Seebeeare. Don't throw parts at it without going thru the steps to diagnose. Did you scan for a code? Make sure scanner has capabilities to scan enhanced codes, Autozone scanner may not. Next go thru all the things I did and heed the advice of BrooklynBay as he is pointing me in a methodical direction. One last thing don't buy remanufactured solenoid blocks, they are not much cheaper than new ones from Ebay. It's not worth the extra time to replace a second time and getting rained on with Mercon V.

Im not trying to hijack a thread...ok maybe a little but since we were on the topic of trannys I thought this would be a good place to start...

I have rancodes with a scanner ... I got a bad cylinoid b and a bad gear ratio 5...po735 po775 I have reset the codes and they haven't returned even after od light flashed... I'm using a scanner from a Hyundai dealership. ..)
Got a 4 button key fob (didn't work if anyone needs one) and rhe first drive after the 4x4s light flashed hasn't came back after I shut down the rig... I think I might a bought a can of worms... however I have shut off the CEL and abs lights... next is door ajar... lol
 


















P0732 and flashing o/d light - solved

The problem was the servo bores and possibly the solenoid pack.
Here's what I have done and in this order.
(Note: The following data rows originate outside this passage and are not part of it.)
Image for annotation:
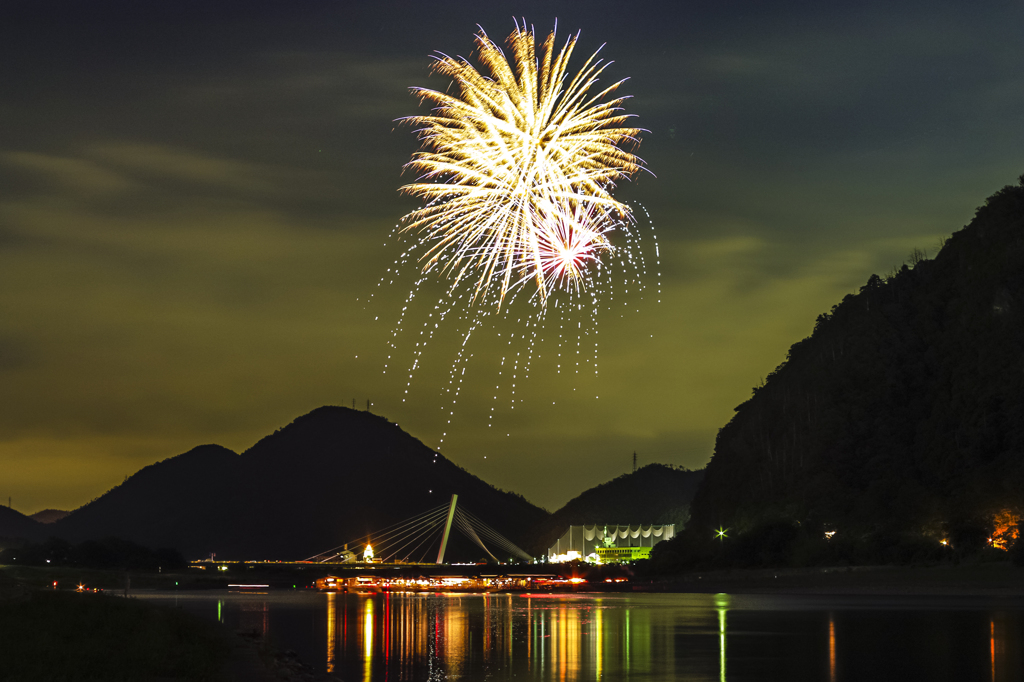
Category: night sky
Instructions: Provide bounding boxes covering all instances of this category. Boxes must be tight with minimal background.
[0,0,1024,513]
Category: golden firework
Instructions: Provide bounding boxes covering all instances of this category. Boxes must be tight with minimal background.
[401,19,644,306]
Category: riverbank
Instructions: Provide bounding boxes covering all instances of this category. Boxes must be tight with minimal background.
[633,561,1024,597]
[0,566,336,682]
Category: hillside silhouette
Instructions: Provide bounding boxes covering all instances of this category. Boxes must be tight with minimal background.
[29,509,71,523]
[690,176,1024,544]
[529,464,703,555]
[54,407,548,559]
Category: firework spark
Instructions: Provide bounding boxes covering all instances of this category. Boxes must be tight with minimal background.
[402,23,644,307]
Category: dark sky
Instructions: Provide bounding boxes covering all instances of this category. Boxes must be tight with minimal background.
[0,0,1024,513]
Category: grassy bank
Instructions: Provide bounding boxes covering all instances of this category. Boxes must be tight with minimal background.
[0,571,229,682]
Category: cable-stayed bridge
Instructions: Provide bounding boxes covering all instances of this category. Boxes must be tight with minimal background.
[305,495,531,563]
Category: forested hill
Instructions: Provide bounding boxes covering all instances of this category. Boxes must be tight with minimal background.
[690,176,1024,534]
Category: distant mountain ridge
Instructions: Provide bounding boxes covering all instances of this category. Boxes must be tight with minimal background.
[51,407,548,559]
[29,509,71,523]
[0,506,46,548]
[691,176,1024,539]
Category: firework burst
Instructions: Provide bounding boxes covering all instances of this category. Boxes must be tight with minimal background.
[378,24,660,450]
[402,24,644,307]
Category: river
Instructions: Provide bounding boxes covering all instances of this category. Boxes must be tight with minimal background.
[137,590,1024,682]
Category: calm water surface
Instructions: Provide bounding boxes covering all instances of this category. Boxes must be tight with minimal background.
[137,590,1024,682]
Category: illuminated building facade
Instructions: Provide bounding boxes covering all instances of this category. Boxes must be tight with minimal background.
[548,523,676,563]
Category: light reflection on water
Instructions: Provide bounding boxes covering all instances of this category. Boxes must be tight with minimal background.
[139,591,1024,682]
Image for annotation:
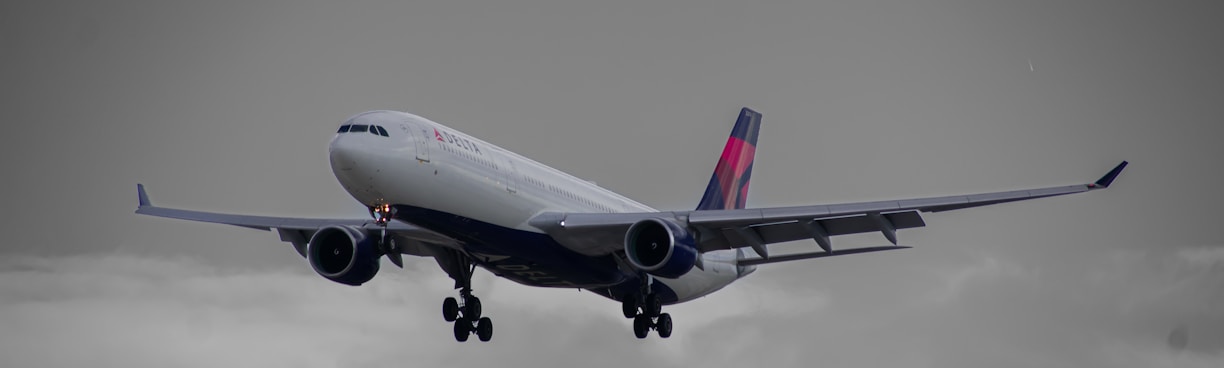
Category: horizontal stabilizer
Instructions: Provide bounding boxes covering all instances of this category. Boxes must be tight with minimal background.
[136,183,153,207]
[738,246,911,265]
[1089,161,1129,188]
1. Adjusted the bands and test drove vehicle. Still got the flashing O/D light and same code.
2. Drained transmission and inspect for band strut in pan for possible broken band. No strut found and band appeared intact.
3. Removed the valve body. Inspected both side of the separator plate for blown out gasket. Found material was intact. NOTE: KEEP VALVE BODY IN SAME ORIENTATION AND DO NOT FLIP UPSIDE DOWN OR THE CHECK BALLS WILL FALL OUT WHEN YOU REMOVE THE SEPARATOR PLATE.
4. Pulled solenoid pack out and did resistance test. A couple of values were beyond the range. Ordered new solenoid pack. Installed pack and new filter with 7 qts of Meron V. Did a PCM reset. Test drove vehicle and got the flashing O/D light again..
5. Intalled the servo bore fix kit. Test drove vehicle and NO O/D flashing light. Did PCM reset and drove vehicle so PCM can relearn the shift logic. Shifts like new inspite of 126, 280 miles on the clock.

A couple of thoughts:

If you get the servo bore fix kit order the servo cap o-rings AND their modified 90 degree needle nose pliers. Harbor Freight has them for $5.99 but you still have to modify and it was troublesome. You'll save time buying theirs. Remember, the fix is considered temporary and you may have to do it again down the line so the tool will be used again. There is an extra set of servo bore o-rings that comes with the kit.

The part number for the replacement solenoid pack was 1L2Z*7G391*AG on my vehicle.

To reset PCM, remove the negative cable from battery. Place clean rag over negative post of battery. Use a small jumper wire and clip on to positive cable, take other end of jumper wire and clip onto the negative battery cable. Leave as is for 10 minutes. After 10 minutes remove jumper wire and rag. Reconnect negative cable back onto battery post, tighten battery cable. Start vehicle and go to test drive
See video

A BIG THANKS to BrooklynBay for his input in helping me out on ths issue. Also thanks to those you for the PM offering to sell me their unused servo bore kit. My family ordered me one for my 60th birthday so I didn't buy yours. Hopefully you can offer to someone else in need.